In the Rissho Ankoku Ron (On Securing the Peace of the Land ....),
Nichiren admonishes everyone against giving alms to the icchantika/
incorrigible disbelievers (fuse), like the Nikken Sect.
He also admonishes everyone against against receiving alms from the
icchantika/ incorrigible disbelievers (fuju), like being allowed entry
into Taisekiji and being given the "privilege" to view the
DaiGohonzon.
I would suggest that for the good of all of us, those of you who have
decided to go, should not. And those of you who have given money,
should get it back. (And those of you who haven't given money yet,
should not.)
9/11 was a bad shock. Bali was a hint of what might happen, if this
great evil continues.
Please think, now. Stop before it's too late. We don't need any more
suffering than we've already had to awaken humanity.
-Chas.
_________________________________
From "The Entity of the Mystic Law", Writings of Nichiren Daishonin,
p. 418:
Ignorance is a state of delusion that must be cut off, whereas
enlightenment is the state that one must manifest.

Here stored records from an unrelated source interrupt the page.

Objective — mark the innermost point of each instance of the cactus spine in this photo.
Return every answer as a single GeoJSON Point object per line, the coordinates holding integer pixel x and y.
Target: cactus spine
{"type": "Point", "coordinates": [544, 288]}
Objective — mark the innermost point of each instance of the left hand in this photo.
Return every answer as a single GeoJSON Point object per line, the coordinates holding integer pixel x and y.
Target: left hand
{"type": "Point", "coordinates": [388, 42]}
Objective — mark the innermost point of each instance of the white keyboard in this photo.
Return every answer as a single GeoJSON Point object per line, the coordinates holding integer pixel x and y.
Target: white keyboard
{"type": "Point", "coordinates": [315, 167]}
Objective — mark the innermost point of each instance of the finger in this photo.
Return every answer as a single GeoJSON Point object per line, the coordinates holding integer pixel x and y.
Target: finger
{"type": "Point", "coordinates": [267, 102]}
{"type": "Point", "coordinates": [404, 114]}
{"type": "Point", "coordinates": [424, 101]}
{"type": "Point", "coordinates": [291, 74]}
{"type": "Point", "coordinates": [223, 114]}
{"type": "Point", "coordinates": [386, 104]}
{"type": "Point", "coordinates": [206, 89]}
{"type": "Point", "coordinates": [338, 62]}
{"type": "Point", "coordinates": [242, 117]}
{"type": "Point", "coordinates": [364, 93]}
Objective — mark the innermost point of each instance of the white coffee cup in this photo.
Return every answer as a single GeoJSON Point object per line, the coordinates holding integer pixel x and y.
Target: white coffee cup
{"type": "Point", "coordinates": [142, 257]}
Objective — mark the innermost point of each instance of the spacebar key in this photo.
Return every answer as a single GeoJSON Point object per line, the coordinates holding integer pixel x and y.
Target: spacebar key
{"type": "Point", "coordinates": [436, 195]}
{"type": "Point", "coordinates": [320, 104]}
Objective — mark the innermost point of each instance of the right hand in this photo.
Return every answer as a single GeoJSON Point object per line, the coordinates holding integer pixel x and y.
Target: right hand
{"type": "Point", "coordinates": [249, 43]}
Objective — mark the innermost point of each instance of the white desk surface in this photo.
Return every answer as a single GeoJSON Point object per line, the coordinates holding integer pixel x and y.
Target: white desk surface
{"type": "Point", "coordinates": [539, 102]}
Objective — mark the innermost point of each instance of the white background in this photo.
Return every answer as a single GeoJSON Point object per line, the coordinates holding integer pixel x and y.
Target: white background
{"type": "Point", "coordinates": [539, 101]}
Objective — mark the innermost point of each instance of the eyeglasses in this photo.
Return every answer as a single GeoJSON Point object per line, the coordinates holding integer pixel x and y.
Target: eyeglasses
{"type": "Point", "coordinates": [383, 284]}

How then can we say
that they are a single entity? To resolve doubts on this point, one
should have a clear grasp of the passages that have been quoted here.
The example of the dream given in the ninety-fifth volume of The
Treatise on the Great Perfection of Wisdom and the T'ien-t'ai school's
example of the piece of crystal cited above are very interesting
illustrations.
Further proof of the truth that ignorance and enlightenment are one in
essence is found in the passage in the Lotus Sutra that reads, "These
phenomena are part of an abiding Law, [and] the characteristics of the
world are constantly abiding." Great Perfection of Wisdom says,
"Enlightenment and ignorance are not different things, not separate
things. To understand this is what is called the Middle Way."